64. Cheap: The High Cost of Discount Culture by Ellen Ruppel Shell
This book got a lot of press when it was released so I was surprised at horrible editing in it, but we’ll get to that in a minute. First I have to say that the book wasn’t really what I was anticipating for the first 2/3. The last 1/3 was more what I was expecting in that it addressed the effect buying cheap goods has on society, which you would expect based on the title. The first 2/3 though was more psychologically based on why we are attracted to certain prices even if they don’t make sense and how and why prices are actually set and things like that. I have a psychology background, so I’m not saying I didn’t find it interesting because I did, it’s just not what I was expecting. But back to the bad editing. Based on the references in the book to lots of studies and conversations with experts it appears that this book was fairly well researched, but I had a hard time putting a lot of credence in anything being said based on all the typos and misspellings in the book, not to mention calling Bernie Madoff, Michael Madoff. I’ve never read a published book that had so many errors in it. It was kind of embarrassing. So in the end my psychological perception of this book was probably altered by a bad editor and thus I can’t really recommend it like I thought I might prior to reading it. I give it a 5 out of 10.

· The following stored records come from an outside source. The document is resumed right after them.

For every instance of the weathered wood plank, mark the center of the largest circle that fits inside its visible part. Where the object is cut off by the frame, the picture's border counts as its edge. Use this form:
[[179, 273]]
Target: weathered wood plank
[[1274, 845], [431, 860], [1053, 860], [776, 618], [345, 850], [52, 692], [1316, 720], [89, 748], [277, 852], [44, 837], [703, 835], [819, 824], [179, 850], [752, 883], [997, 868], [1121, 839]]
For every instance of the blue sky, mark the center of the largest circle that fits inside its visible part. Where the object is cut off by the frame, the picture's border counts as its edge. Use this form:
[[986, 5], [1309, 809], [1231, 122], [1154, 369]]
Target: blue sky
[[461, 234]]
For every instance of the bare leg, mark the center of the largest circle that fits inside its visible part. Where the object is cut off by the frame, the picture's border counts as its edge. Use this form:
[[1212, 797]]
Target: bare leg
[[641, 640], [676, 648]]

63. That Old Cape Magic by Richard Russo
If you’ve been reading these book review for any length of time you’ll know that I am a huge fan of Richard Russo’s works. This book is a little bit of a departure from his earlier works, although not completely in that it revolves around academic life, which is a frequent theme of his, but does not contain the working class past it’s prime mill town setting that is found in so many of his novels. The story is mainly about Jack Griffen a former Hollywood screenwriter turned English professor following in the footsteps of professor parents. It begins during a trip to Cape Cod for his daughter’s long-time friend’s wedding on Cape Code. He is at an apparent crossroads in his marriage and his life and throughout the book we get flashbacks of the past in particular his relationship with his parents and how it has affected where he is in his present and where he will wind up in the future. Not Russo’s best work by far in my opinion, but still an enjoyable enough read. I give it 6 out of 10.

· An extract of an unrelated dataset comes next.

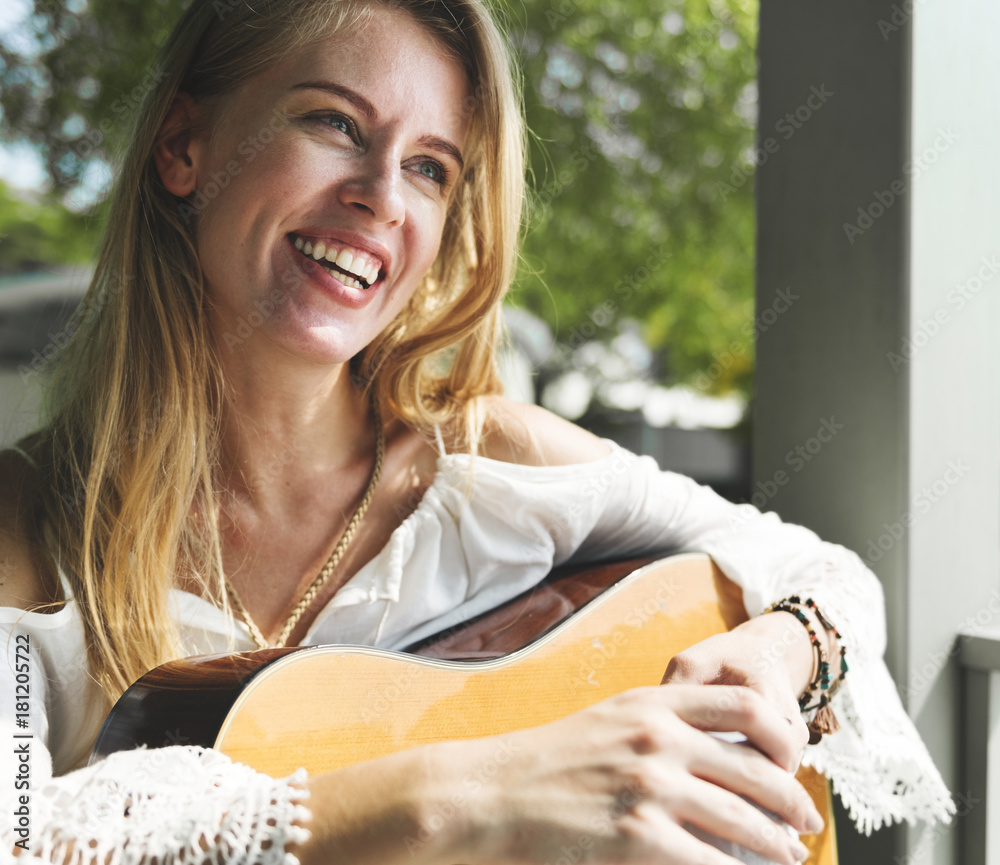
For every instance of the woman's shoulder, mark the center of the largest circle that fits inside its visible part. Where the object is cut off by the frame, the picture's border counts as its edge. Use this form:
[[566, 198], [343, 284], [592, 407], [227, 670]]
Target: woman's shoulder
[[26, 575], [530, 435]]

62. Little Pink House: A True Story of Defiance and Courage by Jeff Benedict
This book shares the story of behind the Supreme Court case Kelo vs. City of New London. Most of the book is centered on everything that leads up to the case and what happens after, there is relatively little space dedicated to the trying of the case in the actual Supreme Court. I think reading this book made me angrier than I have ever been reading a book. I knew going in what the result was, which I always disagreed with, but getting all the background story and the details, which I wasn’t really aware of when this case was being tried just made me even madder. I’ve read a lot of books that have made me mad regarding injustices I feel that are occurring, but I think what was different about this one was that it very easily could have turned out different unlike in most of the books that make me mad where the injustice is so much ingrained in society that there is no easy fix. There were so many points in this story where the New London Development Corporation and various other people associated with it and the city could have backed down and reconfigured their development plans to include the final houses remaining, but they refused over and over again out pride, stubbornness, the feeling of superiority over lower-class people I don’t know. I really enjoyed this book even though I was angry the whole time I was reading it. I give it 8 out of 10.